The Foundation claims that its efforts were a success, praising its delivery of nearly 26 million “meals” during the 22 days since it started its operations. But with almost half a million people confronted at catastrophic levels of hunger and the entire population of acute food security, according to the integrated classification of the food security phase, deliveries represent approximately 0.6 meals per person.
The foundation does not explain how it defines a meal, but it previously declared that it calculated daily rations at 1,750 calories, well below the target of 2,200 calories used by humanitarian aid organizations. (The representative said that recent aid deliveries provide 2,500 calories provisions.)
Bedlam accompanying the group’s distribution practices, according to humanitarian workers, was entirely predictable.
The Palestinians wear an injured person after he and others went to a site to help the Gaza Humanitarian Foundation were attacked by Israeli forces on Tuesday near the Sudaniya region in Gaza.

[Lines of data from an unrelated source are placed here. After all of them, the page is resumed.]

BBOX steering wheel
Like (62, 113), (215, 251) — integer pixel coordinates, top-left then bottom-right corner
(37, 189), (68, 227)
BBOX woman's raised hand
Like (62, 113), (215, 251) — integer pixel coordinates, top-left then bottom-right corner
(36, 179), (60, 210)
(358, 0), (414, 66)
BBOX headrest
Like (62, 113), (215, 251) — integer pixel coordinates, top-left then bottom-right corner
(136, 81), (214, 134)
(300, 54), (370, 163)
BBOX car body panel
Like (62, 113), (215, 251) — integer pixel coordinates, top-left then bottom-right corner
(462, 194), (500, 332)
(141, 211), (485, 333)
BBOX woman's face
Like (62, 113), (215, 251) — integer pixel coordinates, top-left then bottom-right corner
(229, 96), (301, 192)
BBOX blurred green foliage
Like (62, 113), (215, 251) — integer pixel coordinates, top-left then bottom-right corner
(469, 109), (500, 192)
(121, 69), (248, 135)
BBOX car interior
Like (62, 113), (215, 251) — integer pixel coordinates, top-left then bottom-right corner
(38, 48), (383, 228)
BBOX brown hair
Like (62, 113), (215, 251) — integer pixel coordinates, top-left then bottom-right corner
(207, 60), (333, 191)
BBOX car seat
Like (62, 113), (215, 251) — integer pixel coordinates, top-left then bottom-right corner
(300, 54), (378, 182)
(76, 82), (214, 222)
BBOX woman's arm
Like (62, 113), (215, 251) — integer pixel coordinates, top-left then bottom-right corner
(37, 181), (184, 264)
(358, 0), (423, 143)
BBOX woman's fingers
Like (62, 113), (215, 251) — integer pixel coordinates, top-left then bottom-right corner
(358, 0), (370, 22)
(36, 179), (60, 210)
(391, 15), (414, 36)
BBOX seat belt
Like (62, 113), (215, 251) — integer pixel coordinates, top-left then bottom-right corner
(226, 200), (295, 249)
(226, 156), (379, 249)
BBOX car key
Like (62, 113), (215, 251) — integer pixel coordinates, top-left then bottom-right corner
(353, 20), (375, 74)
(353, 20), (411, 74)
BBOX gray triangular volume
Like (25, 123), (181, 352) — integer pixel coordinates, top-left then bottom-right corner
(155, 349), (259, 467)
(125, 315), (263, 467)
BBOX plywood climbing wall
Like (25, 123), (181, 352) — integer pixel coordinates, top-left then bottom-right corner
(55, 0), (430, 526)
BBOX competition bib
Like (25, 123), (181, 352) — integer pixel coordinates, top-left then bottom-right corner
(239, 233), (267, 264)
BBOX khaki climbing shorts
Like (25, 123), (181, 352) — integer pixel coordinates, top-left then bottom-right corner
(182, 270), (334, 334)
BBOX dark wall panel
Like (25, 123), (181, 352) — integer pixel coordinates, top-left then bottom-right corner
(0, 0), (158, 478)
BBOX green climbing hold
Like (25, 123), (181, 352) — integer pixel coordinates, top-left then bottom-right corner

(Saeed Mmt Jaras / Anadolu / Getty Images)
“The delivery of humanitarian aid can be a very simple operation, but it is complex,” said Juliette Touma, director of communications for the United Nations Agency for Palestinians, UNRWA.
She added that UNRWA and other groups have decades of experience at the service of the Palestinians, with complete registry lists and an ordered distribution system that attributes meetings in ideally placed centers. The help of the foundation, mainly including dry products such as pasta or lenses, requires gas and water to cook, both difficult to get Gaza. Help also does not include hygiene and cleaning products, she said-an essential requirement.
“There is this pure arrogance that the UN and humanitarian workers can be replaced – like that – by a third party, a private security company. It is not at all like that,” she said. “Let’s do our job.”
Saleem al-Najili, a 33-year-old nurse at the UK-Med Field Hospital in Deir Al Balah, now fears aid delivery time.
“Whenever the center of the GHF opens its doors, I know what will happen,” he said.
“It means more blood and crisis, more impossible on which we can treat. And fewer people that we can really save. “
Shbeir, a Times Special correspondent, reported to Deir AL GOOD. SThe writer Taff Bulos reported to Beirut.